Search code examples
rxlsxpurrrreadxlopenxlsx

xlsx R: looping through list of files to check all sheet names; create a blank sheet if it does not exist


I am attempting to write a loop through a file of Excel workbooks, checking the names of all sheets to ensure that each excel workbook has three sheet names in it ('sheet1', 'sheet2', 'sheet3' - in any order). If one of those sheet names is missing, I want to create the missing sheet (blank) in the workbook missing the sheet.

  1. I am currently stuck on making sure the workbooks' sheet names match (in the list 'result') - I tried the script below but 'correct_sheet' returns empty
  2. For adding sheets, can addWorksheet (openxlsx) be used in a loop? Would map (purr) be better than a for loop / can map be applied to workbooks in a list?

I've never worked across multiple files like this and I'm open to any and all suggestions / approaches!

library(tidyverse)
library(readxl)
'%notin%' <- Negate('%in%')


all_files <- list.files(path="./path/to/files'", pattern = "*.xlsx", full.names = T)

#write files to a list to see the sheet names
result <- lapply(all_files, function(x) {
  all_sheets <- excel_sheets(x)  
}

#filter by which workbooks match criteria
correct_sheet <- lapply(result, FUN = function(x) {
  correct_sheet <- intersect(result, c('sheet1', 'sheet2', 'sheet3') )
})

#Add worksheet in a loop
for (result %notin% correct_sheet){

  
}



Solution

  • I'm old skool. I like a for loop. That's what happens when you come from other languages!
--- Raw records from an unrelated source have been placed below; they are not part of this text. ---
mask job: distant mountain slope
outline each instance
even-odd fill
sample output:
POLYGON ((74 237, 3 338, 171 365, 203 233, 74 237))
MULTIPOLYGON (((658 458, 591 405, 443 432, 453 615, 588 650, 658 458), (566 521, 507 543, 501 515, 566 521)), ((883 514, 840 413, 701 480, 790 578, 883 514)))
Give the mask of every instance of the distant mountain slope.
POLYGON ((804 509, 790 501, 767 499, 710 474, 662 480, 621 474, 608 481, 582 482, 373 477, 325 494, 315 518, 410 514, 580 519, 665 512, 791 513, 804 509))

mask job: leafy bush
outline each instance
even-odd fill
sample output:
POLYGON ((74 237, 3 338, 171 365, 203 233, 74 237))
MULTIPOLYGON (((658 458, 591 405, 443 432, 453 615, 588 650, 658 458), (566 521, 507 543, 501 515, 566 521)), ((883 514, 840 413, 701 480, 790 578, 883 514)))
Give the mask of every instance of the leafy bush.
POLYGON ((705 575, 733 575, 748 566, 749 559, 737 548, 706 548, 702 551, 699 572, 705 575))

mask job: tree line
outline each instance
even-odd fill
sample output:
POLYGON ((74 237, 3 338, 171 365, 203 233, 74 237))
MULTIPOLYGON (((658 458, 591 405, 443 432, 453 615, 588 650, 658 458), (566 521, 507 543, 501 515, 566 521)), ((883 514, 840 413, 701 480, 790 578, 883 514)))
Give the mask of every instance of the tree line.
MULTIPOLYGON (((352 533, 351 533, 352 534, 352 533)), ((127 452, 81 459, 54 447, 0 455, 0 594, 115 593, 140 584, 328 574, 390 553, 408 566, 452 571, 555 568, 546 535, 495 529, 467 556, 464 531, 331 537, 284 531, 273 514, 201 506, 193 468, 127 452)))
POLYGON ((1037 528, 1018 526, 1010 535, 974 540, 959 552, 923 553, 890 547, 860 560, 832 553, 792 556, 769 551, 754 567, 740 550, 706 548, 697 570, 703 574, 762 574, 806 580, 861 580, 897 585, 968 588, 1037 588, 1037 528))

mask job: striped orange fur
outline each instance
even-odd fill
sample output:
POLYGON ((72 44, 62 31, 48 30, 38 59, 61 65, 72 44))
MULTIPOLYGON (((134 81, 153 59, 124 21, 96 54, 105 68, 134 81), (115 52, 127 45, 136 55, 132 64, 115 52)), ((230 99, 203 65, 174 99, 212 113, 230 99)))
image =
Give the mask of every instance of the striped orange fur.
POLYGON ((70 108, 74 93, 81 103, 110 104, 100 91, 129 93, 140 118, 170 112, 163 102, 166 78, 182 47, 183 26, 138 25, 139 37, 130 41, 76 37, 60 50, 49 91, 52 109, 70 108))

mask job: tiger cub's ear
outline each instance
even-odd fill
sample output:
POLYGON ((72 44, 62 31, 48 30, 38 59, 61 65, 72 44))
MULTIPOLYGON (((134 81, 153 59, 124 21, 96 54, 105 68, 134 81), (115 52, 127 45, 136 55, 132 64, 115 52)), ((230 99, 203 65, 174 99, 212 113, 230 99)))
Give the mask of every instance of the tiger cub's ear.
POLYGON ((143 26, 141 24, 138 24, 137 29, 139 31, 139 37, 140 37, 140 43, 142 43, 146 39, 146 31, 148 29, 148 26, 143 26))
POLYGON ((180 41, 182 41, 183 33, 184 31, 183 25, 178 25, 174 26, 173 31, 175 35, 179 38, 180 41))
    So I'd be skipping all that lapply which doesn't explain what is going on and doing

    new_data = "" # a placeholder for the data you will insert in an new empty sheet
    
    for (file %in% all_files) {
    # open the file and get it's sheets
    sheets = excel_sheets(file)
    
    # check if the file has the sheet you want
    if ( "sheet1" %in% sheets) {
     # do nothing
    } else {
    # if not - create a sheet
    xlsx::write.xlsx(new_data,
     file, # You may need to add the path? 
     sheetName="sheet1",
     append=TRUE)
    } #if you are checking for all 3 sheets and adding any 3 missing, add another for loop?
    
    
    

    The R purists will say this is slow and inefficient. My question would be how fast does it need to be? How readable does it need to be?